The human mind takes up fifteen terabytes of space on average, and accommodating the soul requires for an additional twelve to be available. When compressed into a single unit, however, the complete, disembodied self can be expressed as a mere eighteen terabytes: smaller than the sum of its parts, yet no longer separable into individual segments. This conversion of being, popularly known as the Styx Process, can be performed in under twenty-four hours, as long as the deceased’s tombstone features a sufficiently efficient central processor.
The graveyards of the Violet City are founded upon this technology: interlocking grids of modular, artificial afterlives. Some tombstones house a single resident, while others contain multiple cores to allow for a shared gravespace. Each is capable of operating independently, though together, they form a single landscape that can be traversed by all occupants. They are as private and public as they need to be; at any given time, occupants can choose to participate in their neighborhood, or fade away into their own private cosmos.
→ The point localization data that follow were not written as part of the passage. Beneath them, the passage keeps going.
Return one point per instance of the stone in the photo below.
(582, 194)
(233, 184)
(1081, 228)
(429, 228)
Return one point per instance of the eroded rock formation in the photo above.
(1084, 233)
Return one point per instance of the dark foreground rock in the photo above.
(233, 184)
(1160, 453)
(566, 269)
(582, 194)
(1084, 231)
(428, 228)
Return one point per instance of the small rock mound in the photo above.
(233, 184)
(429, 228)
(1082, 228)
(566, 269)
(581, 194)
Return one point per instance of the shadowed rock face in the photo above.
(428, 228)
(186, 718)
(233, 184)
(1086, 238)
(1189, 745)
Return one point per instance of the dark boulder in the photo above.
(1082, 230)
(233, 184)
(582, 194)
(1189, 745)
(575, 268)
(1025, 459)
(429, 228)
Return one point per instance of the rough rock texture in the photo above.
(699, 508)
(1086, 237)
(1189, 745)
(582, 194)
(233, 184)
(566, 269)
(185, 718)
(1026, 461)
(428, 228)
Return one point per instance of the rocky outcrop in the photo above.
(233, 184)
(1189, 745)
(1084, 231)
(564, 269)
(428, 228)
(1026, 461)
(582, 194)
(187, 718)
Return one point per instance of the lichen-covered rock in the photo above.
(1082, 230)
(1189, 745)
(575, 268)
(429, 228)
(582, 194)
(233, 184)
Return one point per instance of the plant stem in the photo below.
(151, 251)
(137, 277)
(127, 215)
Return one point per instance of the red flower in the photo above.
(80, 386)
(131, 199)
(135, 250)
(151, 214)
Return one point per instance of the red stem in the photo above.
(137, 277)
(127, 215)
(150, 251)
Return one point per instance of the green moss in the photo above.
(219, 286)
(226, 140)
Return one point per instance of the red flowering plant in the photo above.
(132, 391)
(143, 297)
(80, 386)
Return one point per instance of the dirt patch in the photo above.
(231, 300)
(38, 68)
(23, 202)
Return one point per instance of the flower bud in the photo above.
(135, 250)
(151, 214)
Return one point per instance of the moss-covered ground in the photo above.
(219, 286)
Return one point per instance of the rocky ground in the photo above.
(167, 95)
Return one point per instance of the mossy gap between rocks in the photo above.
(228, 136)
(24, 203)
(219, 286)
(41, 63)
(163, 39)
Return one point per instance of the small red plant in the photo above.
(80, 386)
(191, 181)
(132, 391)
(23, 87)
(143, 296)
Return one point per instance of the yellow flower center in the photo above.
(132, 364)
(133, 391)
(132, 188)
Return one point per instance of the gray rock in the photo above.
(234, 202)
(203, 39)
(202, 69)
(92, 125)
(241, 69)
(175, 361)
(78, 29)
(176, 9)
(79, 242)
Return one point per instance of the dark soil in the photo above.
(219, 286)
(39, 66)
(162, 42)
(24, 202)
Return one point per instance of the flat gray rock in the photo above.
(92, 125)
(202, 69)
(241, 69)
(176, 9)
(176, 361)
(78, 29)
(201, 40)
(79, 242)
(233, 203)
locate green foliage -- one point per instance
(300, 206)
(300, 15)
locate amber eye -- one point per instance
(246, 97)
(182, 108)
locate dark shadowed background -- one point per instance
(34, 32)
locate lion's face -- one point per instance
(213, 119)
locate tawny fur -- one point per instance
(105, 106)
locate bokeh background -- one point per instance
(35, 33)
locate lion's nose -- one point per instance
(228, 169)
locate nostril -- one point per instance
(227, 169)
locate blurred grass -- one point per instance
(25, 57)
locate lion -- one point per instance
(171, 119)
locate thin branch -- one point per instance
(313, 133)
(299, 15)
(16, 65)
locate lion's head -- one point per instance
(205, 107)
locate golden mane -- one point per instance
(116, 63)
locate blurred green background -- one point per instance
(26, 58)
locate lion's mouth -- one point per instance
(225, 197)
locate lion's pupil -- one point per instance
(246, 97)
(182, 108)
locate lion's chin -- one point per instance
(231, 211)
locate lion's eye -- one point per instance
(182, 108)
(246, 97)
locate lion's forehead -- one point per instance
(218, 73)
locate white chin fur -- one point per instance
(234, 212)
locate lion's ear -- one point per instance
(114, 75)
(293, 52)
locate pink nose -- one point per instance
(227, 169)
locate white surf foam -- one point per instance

Visitors to these tombstones are able to peer through their epitaphs and see loved ones enjoying themselves inside; this serves not only as a provision of comfort, but also as a marketing technique to ensure the continuity of business with the next generation.
These virtual spaces are patchwork quilts of utopian delight. Eternally setting suns collide in opposing wests: beachfront resorts and Texan ranches square off for control of the dying light. Colorado mountains rise until they pierce the floors of ancient wine cellars and Pacific coral reefs. From a mansion atop Ayer’s rock, New York City can be seen as a distant constellation. Geometric cohesion is available in some of the most restrictive communities, though many among the dead consider such graveyards to be dull places to exist.
Even so, not all who undergo the Styx Process choose virtual, inwardly-facing afterlives; others instead elect to continue facing outward, in tombstones with senses and limbs of their own. These walking graves, commonly referred to as “revenoids,” are contemplative beings whose consciousness begins where life left off. Their bodies are intricate blends of steel, silicon, and terracotta, often masked by holographic faces to signify the presence of the nonphysical. Some believe that this is simply a form of transferring the self from one body to another, while others believe that the metanoia caused by experiencing death permanently alters identity.
While philosophers are divided on the subject, this question leads to a curious dichotomy: while the inwardly facing dead tend to think that they’re the same person that they were before death, the revenoids are certain that they themselves are not.